# Asus W5 series [Thread]

## HTS

This thread is a collection of tips for the Laptop Asus W5.

TODO: should be made as a wiki page.

Update: Bluetooth tested and working perfectly with gentoo-sources-2.6.21-r3.

Update: the SD/MMC card reader is supported in gentoo-sources-2.6.17-r5.

[updated kernel config]

Don't know if it was before r5. Everyone was claiming it was not supported so I hadn't even tried until today  :Wink: 

NB: Use the kernel >=gentoo-sources-2.6.17-r2 to fix an interrupt issue bogging down CPU performance.

You can find my current working kernel config there and my /etc/make.conf here.

1.73 GHz Pentium-M CPU: Working with speed-steps available (1.73 GHz, 1.33 GHz, 1.06 GHz, 798 MHz)

1280*800 LCD Panel: Working with backlight dimming (hardware controlled)

Intel Corp. PRO/Wireless 2200BG: Working with kernel driver and ipw2200-firmware-3.0

RealTek RTL-8139: Working great with kernel driver

Synaptics Touchpad: Working with synaptics driver and psaux interface

Graphic Controller Intel 915GM: Working with dri enabled and opengl is fast!

Intel High Definition Audio: Working with alsa-drivers (not compiled in the kernel)

Volume Control Buttons: Working with ACPI support in the kernel and the latest acpi4asus (see below)

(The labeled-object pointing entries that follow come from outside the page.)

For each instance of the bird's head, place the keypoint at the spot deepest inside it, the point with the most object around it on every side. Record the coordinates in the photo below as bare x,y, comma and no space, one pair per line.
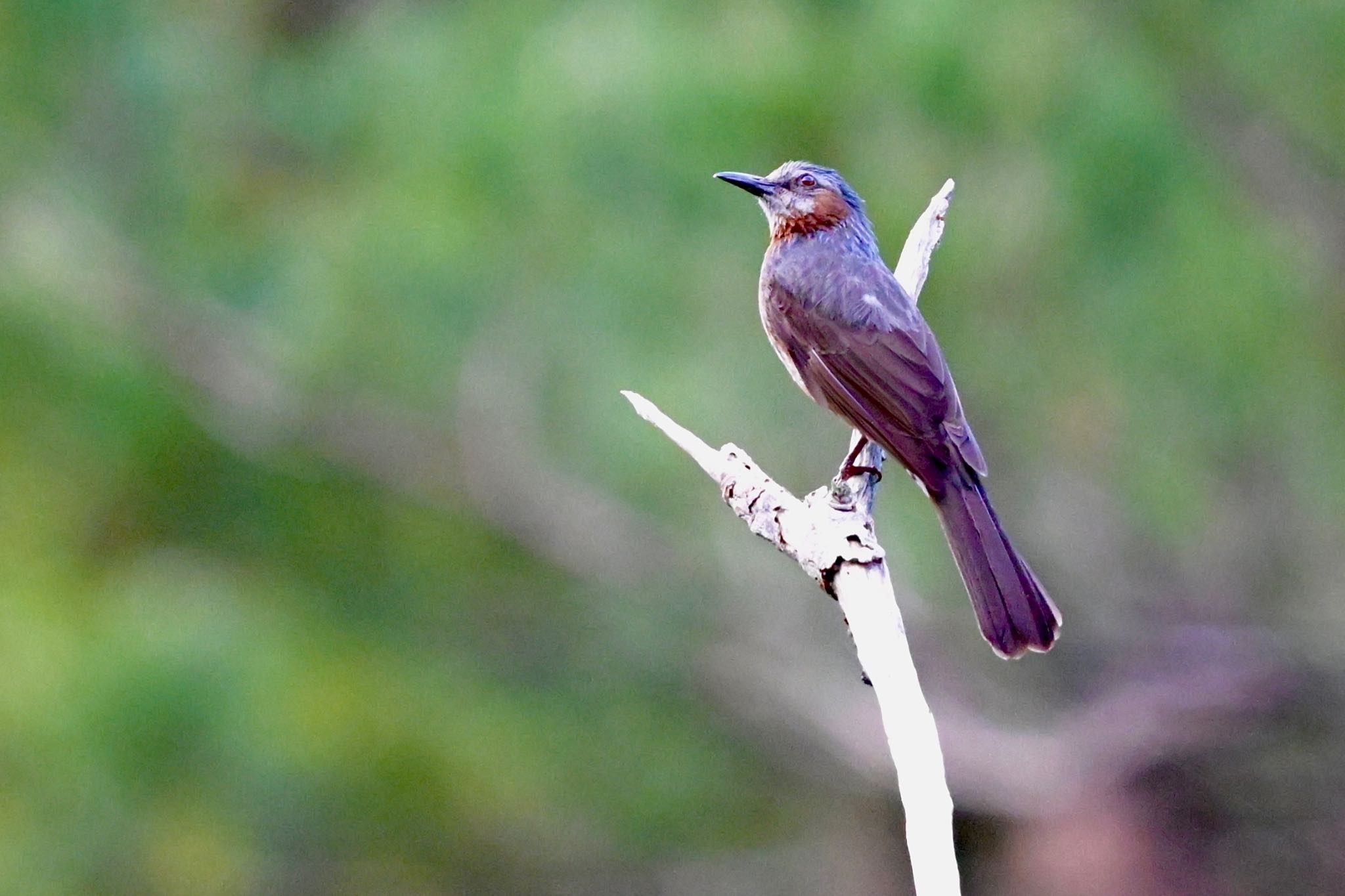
801,198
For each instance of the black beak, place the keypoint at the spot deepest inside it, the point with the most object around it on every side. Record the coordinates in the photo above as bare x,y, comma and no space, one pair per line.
751,183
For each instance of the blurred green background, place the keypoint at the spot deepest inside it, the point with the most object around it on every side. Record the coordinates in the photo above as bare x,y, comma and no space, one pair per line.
334,563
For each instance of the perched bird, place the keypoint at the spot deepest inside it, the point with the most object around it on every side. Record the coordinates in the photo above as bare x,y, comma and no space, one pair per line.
854,341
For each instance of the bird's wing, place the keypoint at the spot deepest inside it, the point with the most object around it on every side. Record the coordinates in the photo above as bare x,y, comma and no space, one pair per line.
873,359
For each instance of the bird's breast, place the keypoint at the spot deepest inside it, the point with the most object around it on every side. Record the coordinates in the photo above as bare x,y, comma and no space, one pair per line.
772,304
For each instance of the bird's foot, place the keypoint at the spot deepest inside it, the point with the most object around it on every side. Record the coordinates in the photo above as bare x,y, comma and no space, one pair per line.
850,469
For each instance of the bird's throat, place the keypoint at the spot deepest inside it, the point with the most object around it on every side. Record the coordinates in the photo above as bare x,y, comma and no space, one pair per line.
829,210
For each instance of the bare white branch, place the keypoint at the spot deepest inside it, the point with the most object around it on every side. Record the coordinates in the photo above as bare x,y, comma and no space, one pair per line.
830,535
914,267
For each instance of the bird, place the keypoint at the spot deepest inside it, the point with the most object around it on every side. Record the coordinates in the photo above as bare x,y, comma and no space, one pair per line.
854,341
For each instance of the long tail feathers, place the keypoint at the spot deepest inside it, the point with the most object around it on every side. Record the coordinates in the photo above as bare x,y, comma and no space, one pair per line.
1012,606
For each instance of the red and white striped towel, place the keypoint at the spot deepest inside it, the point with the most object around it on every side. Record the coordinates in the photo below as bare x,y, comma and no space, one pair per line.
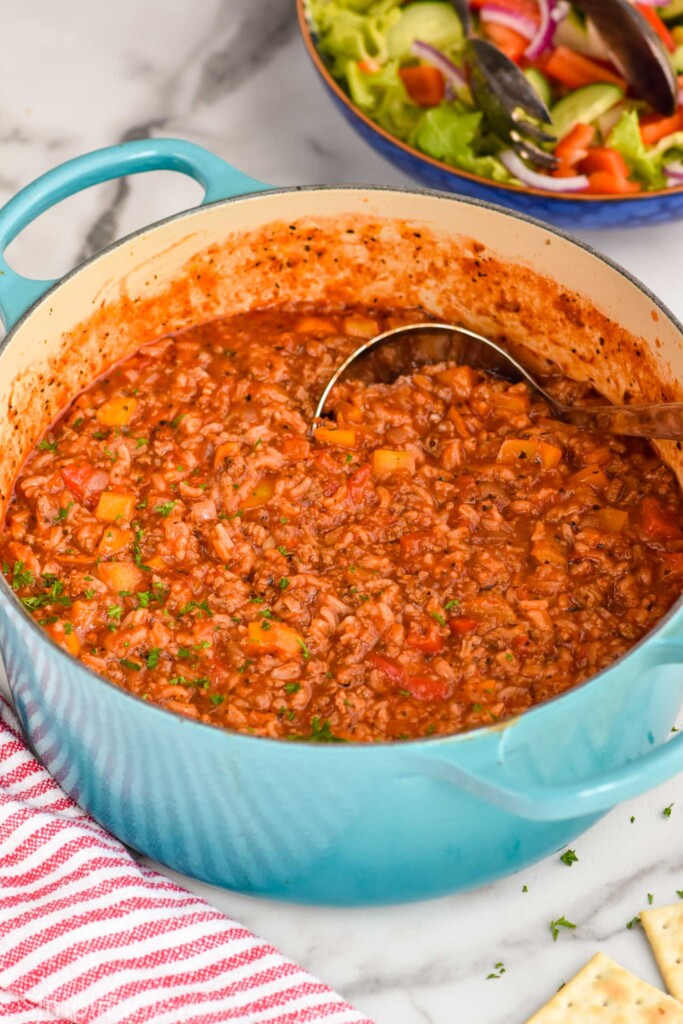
89,936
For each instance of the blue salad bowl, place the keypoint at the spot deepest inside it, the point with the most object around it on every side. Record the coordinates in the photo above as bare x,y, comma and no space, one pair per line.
575,211
343,823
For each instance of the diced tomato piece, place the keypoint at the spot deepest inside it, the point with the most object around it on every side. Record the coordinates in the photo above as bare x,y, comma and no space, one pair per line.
462,625
653,127
573,70
672,565
427,687
392,670
430,642
507,40
574,145
603,158
85,481
658,523
604,183
663,32
357,483
414,545
424,84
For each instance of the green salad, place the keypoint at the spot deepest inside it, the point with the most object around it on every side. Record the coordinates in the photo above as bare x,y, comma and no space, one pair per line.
406,67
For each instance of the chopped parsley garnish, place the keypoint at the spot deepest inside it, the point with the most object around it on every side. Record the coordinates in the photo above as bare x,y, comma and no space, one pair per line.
560,923
165,508
153,657
62,513
569,858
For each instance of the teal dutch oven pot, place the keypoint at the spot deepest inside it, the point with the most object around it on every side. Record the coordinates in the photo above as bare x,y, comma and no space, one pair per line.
341,823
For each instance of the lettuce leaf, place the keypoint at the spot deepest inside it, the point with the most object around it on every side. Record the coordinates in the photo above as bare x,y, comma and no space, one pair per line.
346,34
453,133
644,164
383,97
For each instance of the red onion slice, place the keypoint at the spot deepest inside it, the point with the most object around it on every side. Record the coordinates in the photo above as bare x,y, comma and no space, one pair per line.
536,180
545,32
526,27
451,73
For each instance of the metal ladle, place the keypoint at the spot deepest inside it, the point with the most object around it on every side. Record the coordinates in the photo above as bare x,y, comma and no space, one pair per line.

Ricoh Co Ltd R5C592 Memory Stick Bus Host Adapter: Working with gentoo-sources-2.6.17-r5

ALi Corp. USB 2 WebCam: NOT Working Driver in Project here

Modem 56K : not tested (who uses that?)

Bluetooth: Working with gentoo-sources-2.6.21-r3

I'm using x11-base/xorg-x11-7.1. You can read my xorg.conf for reference

I now have a really beautiful Gentoo on this Laptop using AIGLX/Beryl

If anyone has this same laptop and wishes to share experience, please post here.Last edited by HTS on Mon Jun 18, 2007 6:23 am; edited 27 times in total

----------

## HTS

I reinstalled a fresh Gentoo 2006 with Modular X KDE 3.5 and the updated DRMs.Last edited by HTS on Wed Jul 05, 2006 4:05 pm; edited 1 time in total

----------

## HTS

EDIT: this was about an old bug with previous kernels solved in 2.6.17

Weird Stuff... When I'm on battery mode, the bug disappears,

I'll investigate the ACPI side and CPU freq thing. I'll also try the latest (masked) version of Asus-ACPI.

It's so funny, I should make a video of how the display is suddenly slowed down when I plug the AC power.

Might be some sort of Interrupt bogging down the CPU... Need to disable that!Last edited by HTS on Wed Jul 05, 2006 4:06 pm; edited 2 times in total

----------

## HTS

Muhah !!!

Yes! Finally got rid of the WEIRD BUG   :Twisted Evil: 

The kernel 2.6.17 solves the issue and everything is so much more stable.

Just add this version of gentoo-sources to package.keywords and emerge them.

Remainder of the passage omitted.